Il serait temps que Rome intègre un autre problème, celui-là même mis en lumière par l’affaire McCarrick : la présence (et la complaisance ?) de pratiques homosexuelles (qui, au regard de la loi civile, ne sont pas un délit, contrairement à la pédophilie) parmi les clercs et jusqu’aux évêques. L’éphébophilie n’est-elle pas le chaînon manquant entre une certaine homosexualité et la pédophilie ? Remarquons que c’est bien parce qu’il s’agissait d’homosexualité que les médias se sont peu intéressés à l’affaire McCarrick, puisque cela ne leur pose aucun problème, bien au contraire…
Terminons par un point rarement évoqué. L’immense majorité de ces affaires remontent aux années 1960-1970, époque dont le slogan était celui de Mai 68, « il est interdit d’interdire », et durant laquelle nombre de grands esprits cherchaient à légitimer la pédophilie ! Bien évidemment, cela n’excuse ni ne justifie rien, mais si l’on veut éviter à l’avenir qu’autant de drames ne se reproduisent, il serait bon d’en connaître le contexte…

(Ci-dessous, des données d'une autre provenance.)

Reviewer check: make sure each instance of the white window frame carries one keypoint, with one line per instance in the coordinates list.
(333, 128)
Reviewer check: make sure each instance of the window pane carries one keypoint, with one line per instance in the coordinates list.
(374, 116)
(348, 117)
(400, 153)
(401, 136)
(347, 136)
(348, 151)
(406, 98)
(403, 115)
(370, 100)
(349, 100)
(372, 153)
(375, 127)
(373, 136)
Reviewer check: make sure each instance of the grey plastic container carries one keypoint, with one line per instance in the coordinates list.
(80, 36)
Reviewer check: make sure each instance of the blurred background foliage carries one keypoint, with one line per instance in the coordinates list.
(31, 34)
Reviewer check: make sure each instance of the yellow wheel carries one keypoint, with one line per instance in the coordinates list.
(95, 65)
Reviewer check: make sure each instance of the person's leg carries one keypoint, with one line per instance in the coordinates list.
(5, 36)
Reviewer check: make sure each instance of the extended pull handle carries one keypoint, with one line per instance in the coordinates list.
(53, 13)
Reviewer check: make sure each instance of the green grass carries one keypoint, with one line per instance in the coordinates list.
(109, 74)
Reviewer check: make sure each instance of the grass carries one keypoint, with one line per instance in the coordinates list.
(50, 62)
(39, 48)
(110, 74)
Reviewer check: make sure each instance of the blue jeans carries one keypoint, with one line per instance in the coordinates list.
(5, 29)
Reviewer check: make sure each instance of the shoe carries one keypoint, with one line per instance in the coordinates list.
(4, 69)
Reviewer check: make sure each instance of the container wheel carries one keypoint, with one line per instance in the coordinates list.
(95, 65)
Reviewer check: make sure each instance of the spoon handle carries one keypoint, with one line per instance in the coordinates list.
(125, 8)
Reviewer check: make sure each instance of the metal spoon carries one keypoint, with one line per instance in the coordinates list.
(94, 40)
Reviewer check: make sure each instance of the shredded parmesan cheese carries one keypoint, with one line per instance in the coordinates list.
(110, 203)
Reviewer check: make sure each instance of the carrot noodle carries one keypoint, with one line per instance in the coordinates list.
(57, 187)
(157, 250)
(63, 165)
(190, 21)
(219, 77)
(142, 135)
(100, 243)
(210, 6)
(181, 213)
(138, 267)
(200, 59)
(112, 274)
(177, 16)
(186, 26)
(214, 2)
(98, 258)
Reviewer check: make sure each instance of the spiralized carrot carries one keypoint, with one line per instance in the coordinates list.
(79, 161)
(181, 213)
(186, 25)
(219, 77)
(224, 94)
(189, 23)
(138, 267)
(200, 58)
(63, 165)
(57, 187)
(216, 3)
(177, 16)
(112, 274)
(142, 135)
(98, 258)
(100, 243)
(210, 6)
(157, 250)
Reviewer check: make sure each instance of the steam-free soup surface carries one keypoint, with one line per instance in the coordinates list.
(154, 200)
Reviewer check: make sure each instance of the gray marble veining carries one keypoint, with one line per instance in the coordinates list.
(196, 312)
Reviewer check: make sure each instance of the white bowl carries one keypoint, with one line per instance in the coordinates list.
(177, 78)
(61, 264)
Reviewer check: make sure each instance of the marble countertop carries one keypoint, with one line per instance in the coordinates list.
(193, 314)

Enfin, toutes ces récentes et bien tristes révélations ne doivent pas faire oublier le chemin parcouru par l’Église sur ces questions depuis près de vingt ans, ni jeter l’opprobre sur l’immense majorité des prêtres fidèles. Il y a certes encore des progrès à faire, mais prenons garde que le principe de précaution ne vienne pas entraver la présomption d’innocence auquel tout accusé a droit, fût-il prêtre.
Christophe Geffroy
(1) Cette étude est loin d’être sans critique méthodologique, notamment en ce qu’elle ne prend pas en compte les grandes enquêtes conduites par l’épiscopat américain depuis les années 2000 : cf. Aline Lizotte, « 300 prêtres américains accusés d’être pédophiles », publié le 27 août 2018 sur Smart Reading Press (https://srp-presse.fr/).
(2) La réalité d’un lobby gay dans l’Église a déjà été évoquée par Benoît XVI et François.
(3) Cf. Constance Colonna-Cesari, Dans les secrets de la diplomatie vaticane, Seuil, 2016, p. 130-131.
(4) Andrea Tornielli, vaticaniste proche de François, a noté que ces prélats mis en cause (Wuerl, Cupich, Tobin, Farrell…) étaient devenus évêques sous les précédents pontificats (site La Stampa/Vatican Insider, 5 septembre 2018).
(5) Site France Catholique, le 8 septembre 2018.
(6) Sur le site de la Conférence épiscopale des États-Unis : www.usccb.org/ (traduit de l’américain par nos soins).
(7) Dépêche de l’agence Zenit du 10 septembre 2018 (le C9 est la réunion des neuf cardinaux qui conseillent le pape).